Le attese mi sfibrano, ed essere convocati alle 9 per cominciare a interrogare alle 10 passate mi ha fatto salire la pressione. Alle 11 circa è arrivato il mio turno, alle 11:15 ero fuori. Ecco cosa è successo.

Pesco da una miriade di buste quella sbagliata, quella dove già la prima domanda mi avrebbe messo in difficoltà. Infatti la canno con clamore, lo faccio quasi con consapevolezza. Passo velocemente alla seconda: tratta del mio lavoro, va liscia come l’olio. La terza è conseguenza, e il presidente di commissione affila i denti e inizia a fare domande. Ne esco vivo, con qualche lacuna. Informatica e inglese sono mere formalità.

Faccio per andare via, non soddisfattissimo, ovviamente conscio che no, non avrei giocato per la vittoria. Proprio mentre stavo per alzare la chiappa sinistra dal mio comodo scranno, il presidente prende la parola in modo inaspettato, quasi fuori tempo.

“Ci vediamo la prossima volta.
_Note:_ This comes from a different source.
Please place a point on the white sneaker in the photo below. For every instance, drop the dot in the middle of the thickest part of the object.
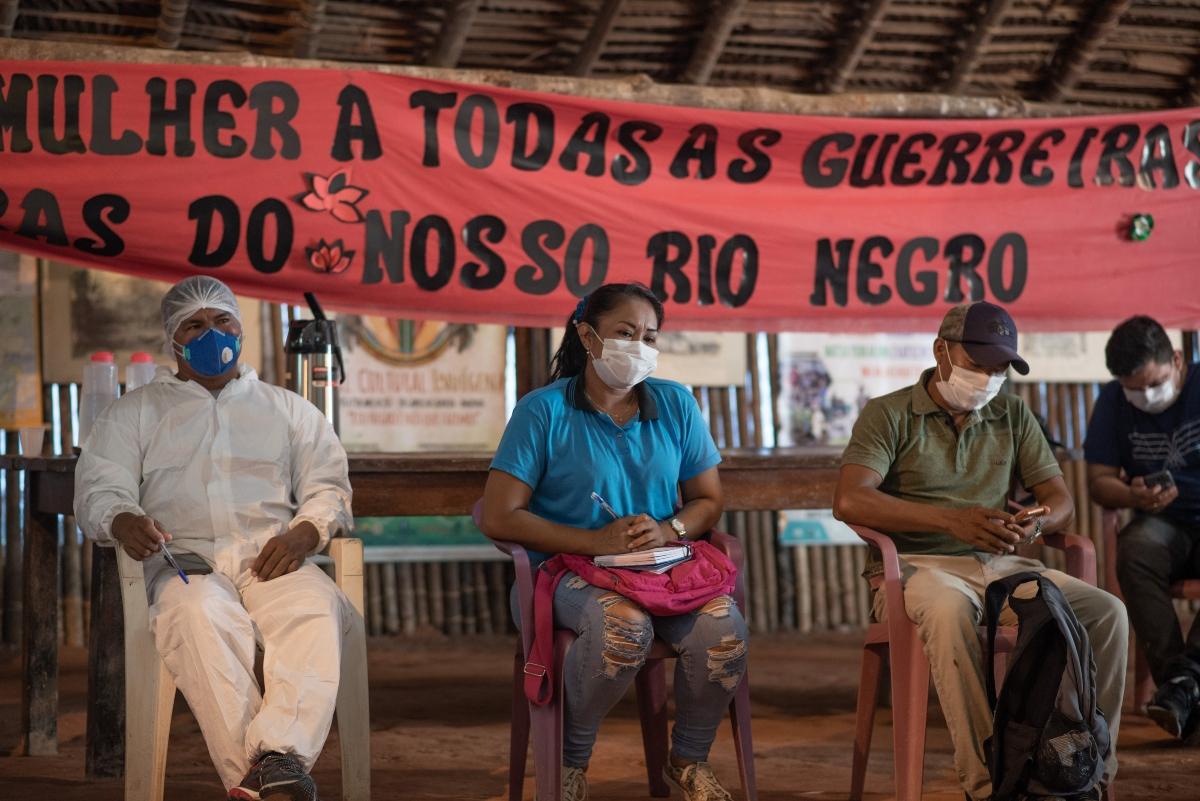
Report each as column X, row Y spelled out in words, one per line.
column 575, row 784
column 696, row 782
Questi concorsi non sono fatti per voi interni, è praticamente impossibile che uno di voi lo vinca. E poi per voi sono previste progressioni verticali, che vi siete iscritti a fare?”.

Rabbrividisco. Non la vivo come una provocazione ma esco raggelato, come in uno di quei sogni in cui muore una persona che senti vicina. Mi sono sbattuto, ho studiato leggi e controleggi e il responso è questo. Sono senza parole.

Anzi, forse ho qualche interrogativo: sarò in graduatoria? Con che punteggio? Con quale stato d’animo accoglierò lavorativamente il/la vincitore/trice? Come punta, la mia azienda, a valorizzarmi, se non attraverso queste procedure concorsuali? E’ ora di far fruttare questa dote innata chiamata scrittura, mettere giù un vero e proprio manoscritto, bussare a tutte le case editrici milanesi e tentare quella valorizzazione?